[Date Prev][Date Next][Thread Prev][Thread Next][Date Index][Thread Index]
Re: [Condor-users] job running on two hosts?
- Date: Thu, 18 Nov 2004 11:27:46 -0500
- From: Dan Christensen <jdc@xxxxxx>
- Subject: Re: [Condor-users] job running on two hosts?
Erik Paulson <epaulson@xxxxxxxxxxx> writes:
> On Wed, Nov 17, 2004 at 09:49:10AM -0500, Dan Christensen wrote:
>> Dan Christensen <jdc@xxxxxx> writes:
>> > And when it ran the second time, it seemed to start at the beginning,
>> > because it tried to open its output file, and it noticed that it
>> > already existed and quit right away.
> Files are opened on the submit machine as the job runs, and are
> not stored in the checkpoint. (File pointers are, so we know where we
> left of).
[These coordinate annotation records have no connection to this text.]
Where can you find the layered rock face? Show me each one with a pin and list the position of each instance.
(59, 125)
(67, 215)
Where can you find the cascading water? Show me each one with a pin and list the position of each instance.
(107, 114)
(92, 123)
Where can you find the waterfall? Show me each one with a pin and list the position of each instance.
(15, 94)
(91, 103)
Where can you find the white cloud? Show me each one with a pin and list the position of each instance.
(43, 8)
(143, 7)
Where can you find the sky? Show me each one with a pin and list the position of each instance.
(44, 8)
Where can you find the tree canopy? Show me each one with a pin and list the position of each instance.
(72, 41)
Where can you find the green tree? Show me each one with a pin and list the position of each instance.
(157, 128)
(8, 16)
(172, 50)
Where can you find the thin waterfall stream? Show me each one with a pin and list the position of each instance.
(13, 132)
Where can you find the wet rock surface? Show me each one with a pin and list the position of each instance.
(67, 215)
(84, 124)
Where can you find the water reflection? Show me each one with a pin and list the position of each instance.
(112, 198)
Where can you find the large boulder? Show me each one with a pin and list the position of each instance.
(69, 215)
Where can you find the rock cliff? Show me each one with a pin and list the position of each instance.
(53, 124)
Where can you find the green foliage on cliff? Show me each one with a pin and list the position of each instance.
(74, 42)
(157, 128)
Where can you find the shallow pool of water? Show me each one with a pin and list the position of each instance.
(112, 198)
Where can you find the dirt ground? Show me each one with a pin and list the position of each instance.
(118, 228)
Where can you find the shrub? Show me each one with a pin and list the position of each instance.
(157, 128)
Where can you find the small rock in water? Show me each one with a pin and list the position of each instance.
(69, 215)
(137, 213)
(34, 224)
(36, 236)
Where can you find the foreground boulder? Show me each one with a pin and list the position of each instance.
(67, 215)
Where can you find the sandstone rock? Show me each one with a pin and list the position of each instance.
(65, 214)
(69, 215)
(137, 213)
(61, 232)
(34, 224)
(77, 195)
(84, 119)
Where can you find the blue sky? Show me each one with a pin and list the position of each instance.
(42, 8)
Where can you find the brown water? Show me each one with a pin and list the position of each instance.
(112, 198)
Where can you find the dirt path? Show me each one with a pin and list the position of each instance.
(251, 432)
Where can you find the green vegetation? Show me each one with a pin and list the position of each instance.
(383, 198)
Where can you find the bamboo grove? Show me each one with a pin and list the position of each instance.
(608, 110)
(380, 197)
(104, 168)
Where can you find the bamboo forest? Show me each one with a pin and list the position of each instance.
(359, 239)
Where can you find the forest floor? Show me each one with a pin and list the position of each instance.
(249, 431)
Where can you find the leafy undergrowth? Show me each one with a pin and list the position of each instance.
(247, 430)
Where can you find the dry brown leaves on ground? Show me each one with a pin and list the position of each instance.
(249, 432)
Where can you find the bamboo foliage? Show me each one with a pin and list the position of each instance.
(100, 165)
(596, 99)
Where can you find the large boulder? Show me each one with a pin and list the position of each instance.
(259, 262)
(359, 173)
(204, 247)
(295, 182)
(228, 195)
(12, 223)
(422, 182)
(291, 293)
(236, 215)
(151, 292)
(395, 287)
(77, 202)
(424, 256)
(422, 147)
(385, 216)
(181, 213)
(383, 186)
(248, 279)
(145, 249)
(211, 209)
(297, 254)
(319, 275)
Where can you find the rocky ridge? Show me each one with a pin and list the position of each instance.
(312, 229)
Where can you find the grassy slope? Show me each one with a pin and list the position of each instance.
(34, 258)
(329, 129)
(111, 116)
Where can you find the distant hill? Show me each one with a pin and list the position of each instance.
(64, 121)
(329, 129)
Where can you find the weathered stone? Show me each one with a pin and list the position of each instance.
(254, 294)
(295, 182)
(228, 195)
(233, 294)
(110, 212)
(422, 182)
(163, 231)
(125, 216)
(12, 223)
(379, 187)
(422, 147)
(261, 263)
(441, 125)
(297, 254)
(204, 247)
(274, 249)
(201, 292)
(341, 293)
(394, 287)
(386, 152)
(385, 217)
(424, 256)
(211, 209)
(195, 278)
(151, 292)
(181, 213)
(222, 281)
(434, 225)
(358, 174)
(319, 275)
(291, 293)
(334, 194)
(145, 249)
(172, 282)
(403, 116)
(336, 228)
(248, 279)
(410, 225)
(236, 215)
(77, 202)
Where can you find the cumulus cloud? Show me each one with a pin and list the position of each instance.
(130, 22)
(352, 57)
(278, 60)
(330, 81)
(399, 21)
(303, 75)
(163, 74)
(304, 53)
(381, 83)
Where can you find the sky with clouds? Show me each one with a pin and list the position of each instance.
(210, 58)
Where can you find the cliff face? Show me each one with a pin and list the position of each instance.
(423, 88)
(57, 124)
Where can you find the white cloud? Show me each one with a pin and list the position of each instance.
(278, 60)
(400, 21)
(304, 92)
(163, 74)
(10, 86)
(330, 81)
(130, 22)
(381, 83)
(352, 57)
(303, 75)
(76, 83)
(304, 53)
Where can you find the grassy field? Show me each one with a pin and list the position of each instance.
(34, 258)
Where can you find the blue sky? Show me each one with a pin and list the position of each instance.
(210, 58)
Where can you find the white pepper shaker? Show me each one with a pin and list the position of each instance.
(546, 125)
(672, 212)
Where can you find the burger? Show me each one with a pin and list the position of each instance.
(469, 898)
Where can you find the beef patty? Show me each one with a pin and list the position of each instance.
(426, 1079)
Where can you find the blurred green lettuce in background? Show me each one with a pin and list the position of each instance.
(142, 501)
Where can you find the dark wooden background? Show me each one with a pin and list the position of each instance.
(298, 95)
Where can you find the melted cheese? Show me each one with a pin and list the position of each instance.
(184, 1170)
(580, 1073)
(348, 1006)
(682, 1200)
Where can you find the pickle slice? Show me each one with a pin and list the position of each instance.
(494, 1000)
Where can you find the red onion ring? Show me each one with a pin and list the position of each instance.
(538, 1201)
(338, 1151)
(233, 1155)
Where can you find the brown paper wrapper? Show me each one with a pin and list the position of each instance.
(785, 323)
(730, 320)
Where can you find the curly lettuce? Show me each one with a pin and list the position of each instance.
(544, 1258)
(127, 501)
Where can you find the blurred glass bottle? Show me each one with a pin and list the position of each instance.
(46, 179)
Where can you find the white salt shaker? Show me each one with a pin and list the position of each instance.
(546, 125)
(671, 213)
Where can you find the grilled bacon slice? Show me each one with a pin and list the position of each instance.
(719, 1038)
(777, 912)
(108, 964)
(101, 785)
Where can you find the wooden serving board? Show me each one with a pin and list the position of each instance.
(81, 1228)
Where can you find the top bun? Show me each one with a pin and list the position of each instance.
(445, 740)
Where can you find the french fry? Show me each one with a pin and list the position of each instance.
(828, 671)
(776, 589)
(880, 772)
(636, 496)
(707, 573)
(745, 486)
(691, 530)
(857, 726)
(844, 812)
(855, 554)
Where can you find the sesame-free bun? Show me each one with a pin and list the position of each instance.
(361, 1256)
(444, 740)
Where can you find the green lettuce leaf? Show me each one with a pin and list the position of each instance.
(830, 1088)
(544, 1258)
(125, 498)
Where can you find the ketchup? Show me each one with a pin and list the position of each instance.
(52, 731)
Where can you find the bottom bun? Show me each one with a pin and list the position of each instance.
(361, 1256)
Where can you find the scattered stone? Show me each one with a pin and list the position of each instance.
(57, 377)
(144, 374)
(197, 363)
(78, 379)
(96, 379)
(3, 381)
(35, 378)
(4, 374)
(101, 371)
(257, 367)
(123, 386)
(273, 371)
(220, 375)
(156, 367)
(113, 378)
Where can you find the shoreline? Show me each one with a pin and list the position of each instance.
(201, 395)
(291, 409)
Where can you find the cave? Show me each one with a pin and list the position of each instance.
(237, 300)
If there is no checkpoint, we will start from the beginning.
> If you job looks at what it might have previously written, it is in
> violation of one of the restrictions on standard universe jobs:
Right, that makes sense. Normally the job should checkpoint, so this
won't be a problem, but when it terminates abnormally it does cause a
So I could remove checking for the existence of the output file, but
I would like to avoid overwriting an existing file if I accidentally
ask my job to send output to the same place twice. I guess Condor
can't easily accommodate this mode of working; maybe I'll add some
random noise to the file name...
>> Here's another clue I just found: I got an e-mail from Condor saying
>> that condor_schedd died on 184.108.40.206 due to a SEGV. I guess that
>> would explain the missing information in the user log file.
>> > Date: Tue, 16 Nov 2004 02:11:34 -0500
>> > "/usr/sbin/condor_schedd" on "jdc.math.uwo.ca" died due to signal 11.
>> > Condor will automatically restart this process in 10 seconds.
>> But now the question is, why did it die?
> We'd need to see the complete logfile of the schedd. Please send it to
> condor-admin@xxxxxxxxxxx, and we'll try and debug it off-line.
Ok, will do.